2. Toast the coriander and cumin seeds in a dry pan, until browned and fragrant, about two minutes.
3. Grind the spices to a powder and put them in a large bowl.
4. Mix in 1 teaspoon of black pepper and ½ teaspoon of Kosher salt to the bowl.
5. Stir the yogurt into the spices to make a make a paste.
6. Dice two of the onions and set them aside.
Note: I could have bough leg of lamb to make a boneless dish, but bones add so much flavor to slow cooked meat. I bought my lamb at a Middle Eastern Halal market which sells 4 cuts of lamb: The leg, the shank, the chops and everything else—front legs, neck, and ribs—cut into stew meat.

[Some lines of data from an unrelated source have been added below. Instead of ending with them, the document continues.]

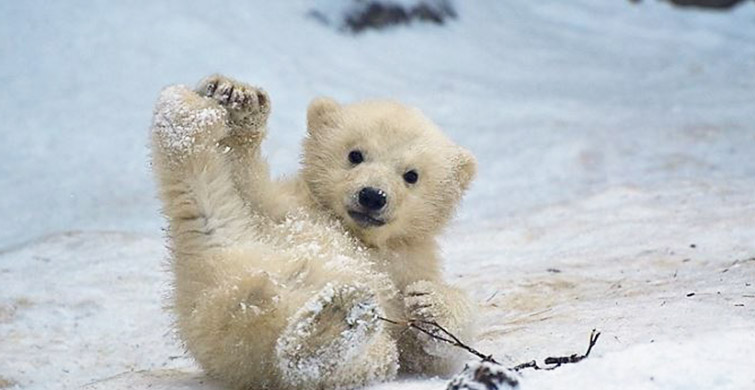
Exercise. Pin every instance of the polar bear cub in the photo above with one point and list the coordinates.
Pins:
(281, 284)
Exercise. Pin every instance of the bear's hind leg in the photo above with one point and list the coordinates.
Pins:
(232, 328)
(337, 341)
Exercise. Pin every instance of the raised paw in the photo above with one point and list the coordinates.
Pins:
(247, 106)
(422, 302)
(338, 325)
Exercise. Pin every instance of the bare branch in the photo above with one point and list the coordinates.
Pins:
(438, 332)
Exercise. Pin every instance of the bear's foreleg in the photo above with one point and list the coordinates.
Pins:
(450, 308)
(200, 201)
(248, 109)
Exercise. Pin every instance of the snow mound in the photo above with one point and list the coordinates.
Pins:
(484, 375)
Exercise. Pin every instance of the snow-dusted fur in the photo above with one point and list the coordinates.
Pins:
(275, 285)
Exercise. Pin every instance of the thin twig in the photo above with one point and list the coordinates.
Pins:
(432, 328)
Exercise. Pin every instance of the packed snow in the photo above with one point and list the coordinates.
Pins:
(615, 145)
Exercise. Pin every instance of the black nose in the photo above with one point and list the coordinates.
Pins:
(372, 199)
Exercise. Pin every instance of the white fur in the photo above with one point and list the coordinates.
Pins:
(275, 286)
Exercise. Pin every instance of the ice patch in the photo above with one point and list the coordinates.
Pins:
(484, 376)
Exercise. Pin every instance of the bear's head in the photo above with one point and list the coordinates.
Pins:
(384, 169)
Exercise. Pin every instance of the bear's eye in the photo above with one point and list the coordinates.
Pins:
(355, 157)
(411, 177)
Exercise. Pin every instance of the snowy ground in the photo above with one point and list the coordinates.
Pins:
(615, 145)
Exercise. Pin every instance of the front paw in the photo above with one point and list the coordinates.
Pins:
(247, 106)
(423, 302)
(427, 303)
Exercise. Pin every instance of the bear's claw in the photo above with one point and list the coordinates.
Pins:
(247, 105)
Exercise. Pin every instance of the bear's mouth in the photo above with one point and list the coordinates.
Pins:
(365, 220)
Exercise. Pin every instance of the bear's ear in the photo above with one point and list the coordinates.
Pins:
(466, 168)
(322, 113)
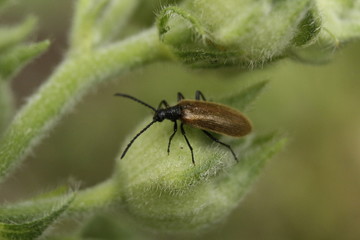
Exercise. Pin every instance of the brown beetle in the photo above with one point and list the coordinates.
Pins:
(200, 114)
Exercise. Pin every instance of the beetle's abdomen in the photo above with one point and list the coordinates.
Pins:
(214, 117)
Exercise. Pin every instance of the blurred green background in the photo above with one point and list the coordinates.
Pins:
(309, 191)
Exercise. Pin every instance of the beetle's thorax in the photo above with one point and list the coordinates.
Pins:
(170, 113)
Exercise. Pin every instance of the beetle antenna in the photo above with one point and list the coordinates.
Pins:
(135, 99)
(137, 135)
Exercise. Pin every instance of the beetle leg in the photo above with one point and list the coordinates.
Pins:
(172, 135)
(187, 141)
(224, 144)
(199, 95)
(163, 102)
(180, 96)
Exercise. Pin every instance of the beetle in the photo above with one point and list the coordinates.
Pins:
(198, 113)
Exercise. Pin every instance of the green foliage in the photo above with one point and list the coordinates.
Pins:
(252, 33)
(165, 193)
(28, 220)
(169, 193)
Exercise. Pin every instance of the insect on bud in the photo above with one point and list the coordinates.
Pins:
(169, 193)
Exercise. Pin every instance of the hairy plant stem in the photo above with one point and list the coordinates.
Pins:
(71, 80)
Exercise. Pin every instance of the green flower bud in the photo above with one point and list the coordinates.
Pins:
(168, 193)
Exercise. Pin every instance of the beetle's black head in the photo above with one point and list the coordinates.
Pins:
(160, 115)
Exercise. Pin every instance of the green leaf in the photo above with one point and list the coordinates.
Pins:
(247, 33)
(74, 77)
(118, 12)
(29, 220)
(6, 104)
(10, 36)
(216, 33)
(13, 60)
(243, 99)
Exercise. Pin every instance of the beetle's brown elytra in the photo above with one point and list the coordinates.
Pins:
(198, 113)
(214, 117)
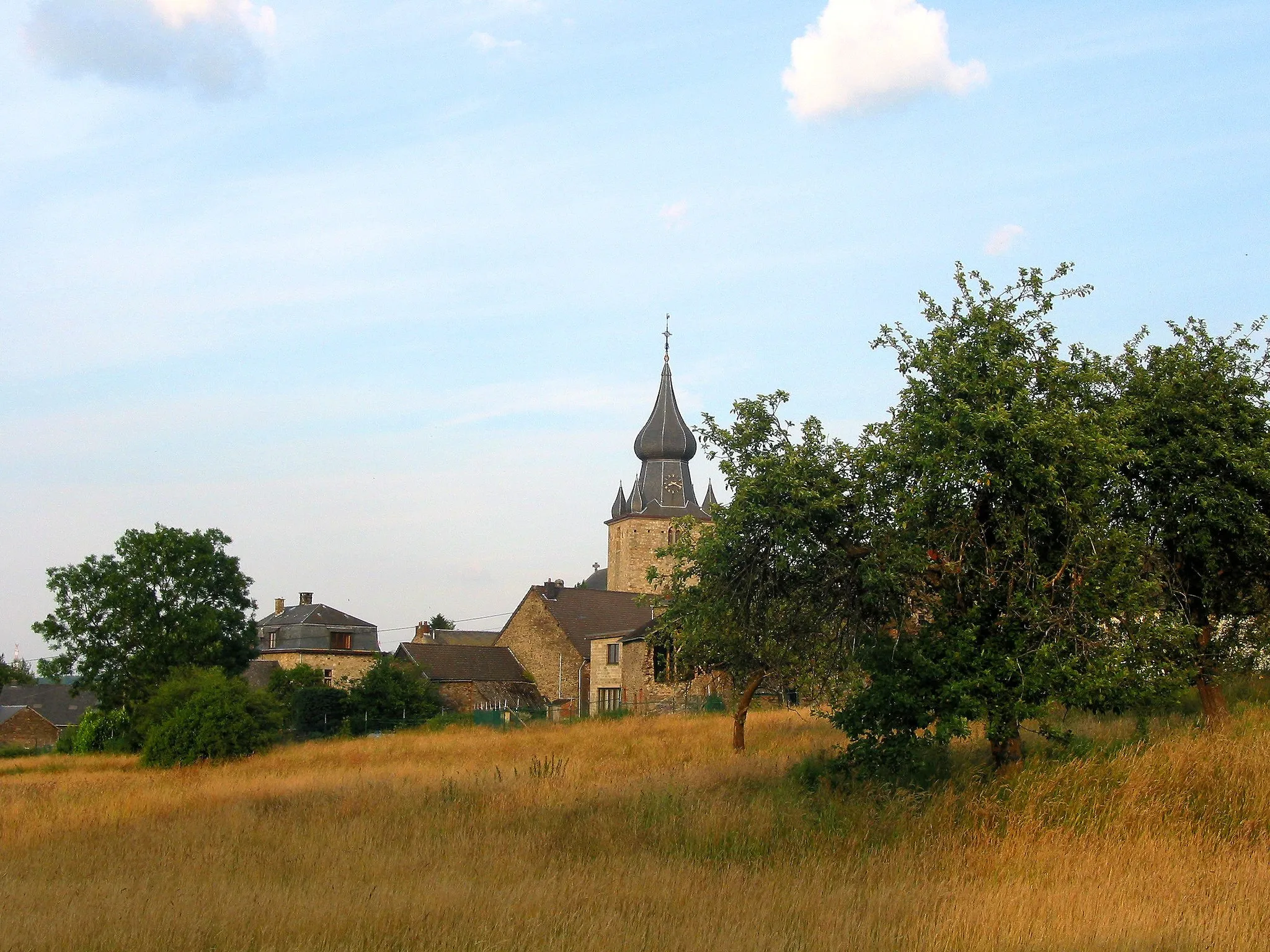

I decided this is what I would go with, not necessarily a king’s dish but the cuts that the common people would have used.
7. Put one tablespoon of ghee into a large Dutch oven, over medium high heat.
8. Brown the lamb pieces, in batches.
Tip: When the pieces are done remove them to a plate to cool slightly.
9. Transfer the browned lamb to the bowl with the yogurt mixture and toss to coat.
10. Refrigerate and marinate the lamb for 3-4 hours.
Tip: Overnight is better.
11. Melt two tablespoons of ghee in the pot over a medium high heat.
12. Sauté the diced onions with half a teaspoon of salt, about eight minutes.
Tip: Use the moisture released by the onions to deglaze the lamb fond. Scrape the bottom of the pot well.
Note: The salt helps release the moisture and allows them to soften and brown more quickly.
13. Pull the onions to the sides of the pot.
14. Add the last tablespoon of ghee to the hole and sauté the garlic and ginger in the open space in the pot.
15. Mix the garlic and ginger into the onions and add the cardamom pods, bay leaves, cinnamon, turmeric, and three cups of chicken broth.
16. Add all of the contents of the bowl with the lamb to the pot.
17. Bring the pot to a boil and cover the Dutch oven.
18. Put the pot in a preheated 325º F oven.
Tip: You may cook this dish on the stove top, but I prefer the easily controlled, all-around, even heat of the oven.
19. Simmer/bake the lamb for 2 hours.
Tip: Stir the pot at the half way point.
20. Cut the other two onions into large bite-sized pieces.
21. After the hour and a half remove the pot from the oven and remove any excess lamb fat floating on top of the stew.
Tip: Take a few layers of paper towels to blot up some of the grease.
Note: Fat equals flavor. How much grease you remove depends on your own diet and preferences.
22. Stir the second batch of onions, the rest of the black pepper, the garam masala, and the white pepper into the pot.
23. Return the pot to the oven to cook the onions and reduce the sauce, 15-30 minutes.
24. Finely dice the Jalapeño and garnish the stew with them just before serving.